若松英輔さんの「日本人にとってキリスト教とは何か: 遠藤周作『深い河』から考える」を読み、ついで「深い河」そのものを読み、もう少し何かを読みたいと思っていたところ、本書を見つけた。
「深い河」がじつに深く解き明かされている。遠藤の生涯や諸作品が随所で自在に参照されている。
ここでは、「転生」と「深い河」について触れることにする。
「転生した妻の居場所を探し求めていた磯辺の旅・・・それは他のどこでもない、磯辺のなかにこそ転生しているのだ」(p.60)。
「この旅を終えた磯辺は、妻の生前以上に自分の中に生きる妻の愛を深く感じ、妻と強く結ばれていることをかみしめてその心に生きる妻と共に人生を生けることになろう」(p.61)。
ここで言う「転生」は誰か別の人に生まれ変わることではなく、その人が地上の生を越えて、かつ、地上の生で結ばれていた人とともに生き続けることである。
これは、キリスト教の言葉で言えば「復活」である。
「大津は、転生を信じるのかという美津子の質問にたいして、玉ねぎは弟子たちに裏切られても彼等を愛し続け、だからこそ玉ねぎを見捨てて生きのびた弟子たちのうしろめたい心に玉ねぎの存在が刻み込まれ、玉ねぎは死んでも彼等の心のなかに生きつづけ、彼等のなかに転生したのと答える」(p.136)。
ここで「玉ねぎ」はイエス・キリストを指す。

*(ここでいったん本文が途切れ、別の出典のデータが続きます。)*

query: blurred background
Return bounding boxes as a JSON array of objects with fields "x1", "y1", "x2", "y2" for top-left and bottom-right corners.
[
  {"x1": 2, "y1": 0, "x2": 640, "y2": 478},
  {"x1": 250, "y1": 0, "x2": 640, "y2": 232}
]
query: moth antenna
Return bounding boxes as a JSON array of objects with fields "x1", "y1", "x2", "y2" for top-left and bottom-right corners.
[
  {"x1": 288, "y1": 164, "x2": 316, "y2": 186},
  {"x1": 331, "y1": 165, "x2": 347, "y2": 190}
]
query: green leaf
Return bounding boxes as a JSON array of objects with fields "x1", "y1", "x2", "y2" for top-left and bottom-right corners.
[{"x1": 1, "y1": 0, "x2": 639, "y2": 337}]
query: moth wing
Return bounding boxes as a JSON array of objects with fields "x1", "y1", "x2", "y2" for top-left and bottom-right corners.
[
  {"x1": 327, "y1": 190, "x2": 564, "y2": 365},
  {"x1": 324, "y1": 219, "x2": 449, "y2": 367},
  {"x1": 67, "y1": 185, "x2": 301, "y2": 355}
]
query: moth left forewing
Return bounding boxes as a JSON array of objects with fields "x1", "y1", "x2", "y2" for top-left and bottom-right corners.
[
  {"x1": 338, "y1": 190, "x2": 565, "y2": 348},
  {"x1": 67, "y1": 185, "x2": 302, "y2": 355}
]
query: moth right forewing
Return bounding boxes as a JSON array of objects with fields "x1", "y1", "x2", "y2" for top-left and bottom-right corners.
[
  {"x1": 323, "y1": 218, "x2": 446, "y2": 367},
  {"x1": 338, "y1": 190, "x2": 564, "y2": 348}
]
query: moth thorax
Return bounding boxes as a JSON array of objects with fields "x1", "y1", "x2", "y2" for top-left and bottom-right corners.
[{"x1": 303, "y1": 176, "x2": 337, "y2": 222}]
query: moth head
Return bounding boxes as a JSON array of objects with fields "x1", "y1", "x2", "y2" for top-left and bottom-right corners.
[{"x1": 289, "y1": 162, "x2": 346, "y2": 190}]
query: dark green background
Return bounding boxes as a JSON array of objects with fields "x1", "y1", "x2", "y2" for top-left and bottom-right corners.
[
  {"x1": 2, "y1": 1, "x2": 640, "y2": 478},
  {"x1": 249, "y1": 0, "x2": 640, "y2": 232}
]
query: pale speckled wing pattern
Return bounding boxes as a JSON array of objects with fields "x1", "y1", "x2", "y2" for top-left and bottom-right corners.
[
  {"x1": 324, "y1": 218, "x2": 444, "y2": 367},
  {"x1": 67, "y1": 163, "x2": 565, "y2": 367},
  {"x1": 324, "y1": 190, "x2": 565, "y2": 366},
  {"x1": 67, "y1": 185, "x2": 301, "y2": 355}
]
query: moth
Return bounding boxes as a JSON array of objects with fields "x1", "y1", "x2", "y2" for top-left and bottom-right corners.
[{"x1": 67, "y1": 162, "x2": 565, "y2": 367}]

イエス・キリストの復活はこういうことであり、それを「深い河」では「転生」という語をあてていたのだ。
「転生」の意味はさらに深められる。
「この小説『深い河』では、この苦しみの世界に死んで再びこの世に生れてくるという場合に普通に用いられる『転生』という語を、この苦しみの世界に死んで苦しみや悲しみから解き放たれ、浄化されて永遠の次元に生まれるという独自の意味で使われている。すなわち、『転生』という言葉を、大津の場合はキリスト教の信仰から復活と重ねて、木口のばあいは仏教、特に浄土教の信仰から浄土への往来と重ねて用いているといえるのであり」(p.197)。
ここで言われている「永遠の次元」こそが「深い河」であり、転生とは「深い河」に生まれることになる。「永遠の次元」という語を介して、「転生」は「深い河」とつながる。
「『深い河』とは、私たちのいのちの最も深いところにあって私たちを母のように深い愛で包んで流れる大きないのちの河であり、そして私たちが意識の深みの無意識の領域よりさらに深い魂の次元で『神よ』と呼びかけることの河である」(p.206)。
「永遠の次元」は死後のことに留まらない。いのちの深奥、世界の奥深くにある泉のことでもある。
「自分たち夫婦の人生を包みこんできた大きないのちの母なる『深い河』が自分のなかの最も深いところにある」(p.212)。
死んだ妻は他人として転生するのではなく、「深い河」で夫と生きつづけるのだ。
最後に、副題にある「宮澤賢治と響きあう世界」とはどういう世界だろうか。
「銀河鉄道」の銀河も河である。いや、銀河鉄道そのものが深い河なのかもしれない。